Gold Futures Snap 5-Day Winning Streak, Settle Moderately Lower

Gold futures snapped a five-day winning streak and ended moderately lower on Wednesday, weighed down by a strong dollar and higher Treasury yields.

Worries about a possible recession and geopolitical tensions limited gold’s downside.

Tensions between the U.S. and China mounted as U.S. House Speaker Nancy Pelosi arrived in Taiwan and argued for the country’s freedom.

China imposed trade sanctions against Taiwan and summoned the American envoy to Beijing to lodge a stern protest. Terming the situation “extremely dangerous,” Beijing announced six exclusion zones encircling Taiwan to facilitate live-fire military drills from Thursday to Sunday.

The dollar index climbed to 106.82 after data showed an unexpected acceleration in the pace of growth in the U.S. services sector last month. The dollar index subsequently dropped to 106.50, but still remained in positive territory with a gain of about 0.25%.

Gold futures for December ended lower by $13.30 or about 0.7% at $1,776.40 an ounce.

Silver futures for September ended down by $0.245 at $19.894 an ounce, while Copper futures for September settled lower by $0.0515 at $3.4670 per pound.

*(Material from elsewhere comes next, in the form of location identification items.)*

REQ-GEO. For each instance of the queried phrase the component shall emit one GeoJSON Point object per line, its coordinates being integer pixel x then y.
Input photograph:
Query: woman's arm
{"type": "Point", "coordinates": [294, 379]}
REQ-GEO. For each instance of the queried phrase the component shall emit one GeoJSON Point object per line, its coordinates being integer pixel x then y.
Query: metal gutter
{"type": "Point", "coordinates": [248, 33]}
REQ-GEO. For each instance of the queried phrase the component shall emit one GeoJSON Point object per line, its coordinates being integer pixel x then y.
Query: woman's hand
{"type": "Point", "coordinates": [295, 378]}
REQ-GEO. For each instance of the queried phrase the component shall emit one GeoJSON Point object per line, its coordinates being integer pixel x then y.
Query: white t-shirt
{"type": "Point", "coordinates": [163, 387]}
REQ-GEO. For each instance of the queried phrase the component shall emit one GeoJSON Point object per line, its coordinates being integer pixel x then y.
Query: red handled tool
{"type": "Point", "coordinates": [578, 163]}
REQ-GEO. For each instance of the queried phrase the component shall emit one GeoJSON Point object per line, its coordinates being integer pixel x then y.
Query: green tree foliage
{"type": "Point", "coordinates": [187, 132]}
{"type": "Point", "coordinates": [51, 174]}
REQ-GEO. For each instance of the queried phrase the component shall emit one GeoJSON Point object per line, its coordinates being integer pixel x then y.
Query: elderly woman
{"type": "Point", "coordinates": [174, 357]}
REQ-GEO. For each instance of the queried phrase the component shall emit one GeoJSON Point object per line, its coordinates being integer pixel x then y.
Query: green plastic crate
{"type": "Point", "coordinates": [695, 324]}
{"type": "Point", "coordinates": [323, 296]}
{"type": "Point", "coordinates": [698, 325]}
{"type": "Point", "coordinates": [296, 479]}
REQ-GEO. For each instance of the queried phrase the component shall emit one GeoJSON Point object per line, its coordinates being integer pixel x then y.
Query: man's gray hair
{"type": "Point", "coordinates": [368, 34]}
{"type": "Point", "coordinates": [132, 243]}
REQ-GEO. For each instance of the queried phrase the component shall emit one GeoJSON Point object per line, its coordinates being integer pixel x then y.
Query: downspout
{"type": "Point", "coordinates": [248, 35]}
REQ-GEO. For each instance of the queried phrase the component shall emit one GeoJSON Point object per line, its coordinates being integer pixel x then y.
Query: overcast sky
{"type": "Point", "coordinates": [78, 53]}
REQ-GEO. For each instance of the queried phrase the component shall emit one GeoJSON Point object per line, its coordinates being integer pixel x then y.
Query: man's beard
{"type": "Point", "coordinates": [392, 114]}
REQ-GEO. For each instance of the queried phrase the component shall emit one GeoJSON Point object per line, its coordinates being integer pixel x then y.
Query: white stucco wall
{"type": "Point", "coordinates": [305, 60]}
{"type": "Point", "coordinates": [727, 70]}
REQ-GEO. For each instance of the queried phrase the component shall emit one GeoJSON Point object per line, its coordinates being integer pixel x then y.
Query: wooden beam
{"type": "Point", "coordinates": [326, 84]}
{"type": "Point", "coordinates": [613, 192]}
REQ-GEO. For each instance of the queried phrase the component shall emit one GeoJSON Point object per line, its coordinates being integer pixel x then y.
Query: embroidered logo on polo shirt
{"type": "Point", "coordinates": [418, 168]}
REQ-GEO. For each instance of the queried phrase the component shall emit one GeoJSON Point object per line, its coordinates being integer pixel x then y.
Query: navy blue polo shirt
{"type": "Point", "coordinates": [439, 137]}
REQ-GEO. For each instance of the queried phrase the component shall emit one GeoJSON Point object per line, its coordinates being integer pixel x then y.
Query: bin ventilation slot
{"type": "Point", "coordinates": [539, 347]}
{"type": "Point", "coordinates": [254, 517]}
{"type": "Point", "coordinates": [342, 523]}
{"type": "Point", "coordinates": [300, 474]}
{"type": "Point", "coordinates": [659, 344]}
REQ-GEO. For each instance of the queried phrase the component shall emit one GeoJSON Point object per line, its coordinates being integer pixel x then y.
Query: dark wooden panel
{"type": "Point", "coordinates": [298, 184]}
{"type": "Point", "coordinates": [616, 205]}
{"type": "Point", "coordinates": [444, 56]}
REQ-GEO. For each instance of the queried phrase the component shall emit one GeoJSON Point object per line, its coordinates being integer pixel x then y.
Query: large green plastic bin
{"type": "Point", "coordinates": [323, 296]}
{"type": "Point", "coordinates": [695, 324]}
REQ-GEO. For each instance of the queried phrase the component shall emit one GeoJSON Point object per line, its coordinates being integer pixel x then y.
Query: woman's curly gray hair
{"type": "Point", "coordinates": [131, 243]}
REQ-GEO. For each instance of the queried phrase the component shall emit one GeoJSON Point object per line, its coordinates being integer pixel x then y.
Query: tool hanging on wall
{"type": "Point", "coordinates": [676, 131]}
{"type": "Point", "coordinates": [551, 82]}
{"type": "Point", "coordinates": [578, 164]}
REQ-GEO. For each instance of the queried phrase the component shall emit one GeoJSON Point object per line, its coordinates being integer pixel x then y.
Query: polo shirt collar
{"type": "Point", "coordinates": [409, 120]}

Comments from some Fed officials pushed up the dollar. Chicago Fed President Charles Evans told reporters on Tuesday that the central bank can raise its benchmark interest rate by half a percentage point in September, but a 75 basis point move could be okay.

San Francisco Fed President Mary Daly said that the central bank still has work ahead to combat inflation.

Loretta Mester, president of the Cleveland Fed, said that inflation hasn’t even peaked yet and the Fed has further to go on raising interest rates.

A report released by the Institute for Supply Management showed an unexpected acceleration in the pace of growth in U.S. services sector activity in the month of July.

The ISM said its services PMI rose to 56.7 in July from 55.3 in June, with a reading above 50 indicating growth in the sector. The uptick came as a surprise to economists, who had expected the index to dip to 53.5.

The unexpected increase by the services PMI came after the index edged down to its lowest reading since May 2020 in the previous month.

A separate report from the Commerce Department showed a significant increase in new orders for U.S. manufactured goods in the month of June.

The report showed factory orders shot up by 2% in June after surging by an upwardly revised 1.8% in May. Economists had expected factory orders to advance by 1.1% compared to the 1.6% jump originally reported for the previous month.